Mr Puigdemont, 61, who fled to Belgium after the breakaway bid in October 2017 quickly collapsed, said that he would attend an event organised by his political party, Together for Catalonia, near Barcelona’s regional parliament building hours before a new regional government takes office.
He did not say when or how he would arrive in Spain.
The political event in Barcelona is likely to gather many Puigdemont supporters.
The Mossos D’Esquadra, the regional police in Catalonia, say that they intend to obey court orders to arrest Mr Puigdemont, if he does return.
In his announcement made on YouTube, Mr Puigdemont recognised that he “cannot attend freely” the scheduled parliamentary session and accused authorities of “a long persecution” over the unsuccessful breakaway attempt.
“This challenge must be answered and confronted,” he said.
Mr Puigdemont’s return is likely to generate renewed political tension over the issue of Catalan independence. The failed secession attempt triggered a protracted constitutional crisis in Spain.
Mr Puigdemont and his supporters have long taken a confrontational and at times provocative stance toward Spain’s central authorities, especially the Madrid-based government.

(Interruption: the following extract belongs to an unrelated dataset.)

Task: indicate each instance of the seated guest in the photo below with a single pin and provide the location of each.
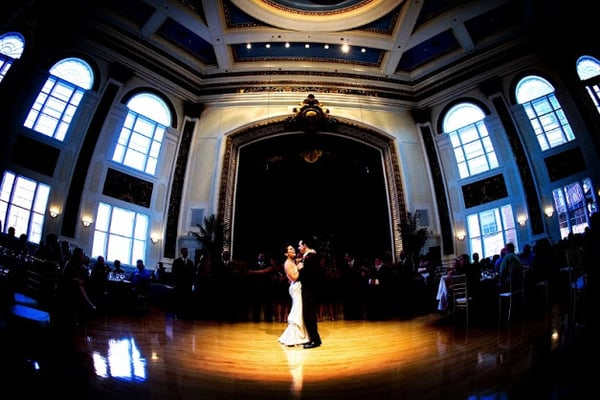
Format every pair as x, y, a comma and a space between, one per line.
141, 278
118, 274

The former Catalan leader’s return threatened to complicate a deal brokered after months of deadlock between Salvador Illa’s Catalan Socialist Party and the other main Catalan separatist party and left-wing Esquerra Republicana.
That deal had ensured just enough support in Catalonia’s parliament for Mr Illa to become the next regional president in an investiture debate on Thursday, scheduled shortly after Mr Puigdemont’s first planned event and which will take place amid tight security.
Mr Puigdemont, who is wanted on charges of embezzlement during the secession attempt, has dedicated his career to the goal of carving out a new country in north-east Spain — a decades-long struggle.
His largely uncompromising approach has brought political conflict with other separatist parties as well as with Spain’s central government.
A contentious amnesty bill, crafted by Spain’s Socialist-led coalition government, could potentially clear Mr Puigdemont and hundreds of other supporters of Catalan independence of any wrongdoing in the illegal 2017 ballot.
But the bill, approved by Spain’s parliament earlier this year, is being challenged by the Supreme Court, which argues the pardon does not apply to embezzlement, unlike other crimes that Mr Puigdemont had previously been charged with.
Mr Puigdemont could be placed in pretrial detention.
Mr Puigdemont’s escape from Spain became the stuff of legend among his followers, and a huge source of embarrassment for Spanish law enforcement.
He is a celebrated figurehead for many Catalans who want to break away from the rest of Spain.
Earlier this year, Mr Puigdemont denied that he had hidden in a car trunk to avoid detection while slipping across the border after the referendum.
The subsequent legal crackdown landed several of his cohorts in prison until Prime Minister Pedro Sánchez’s government pardoned them.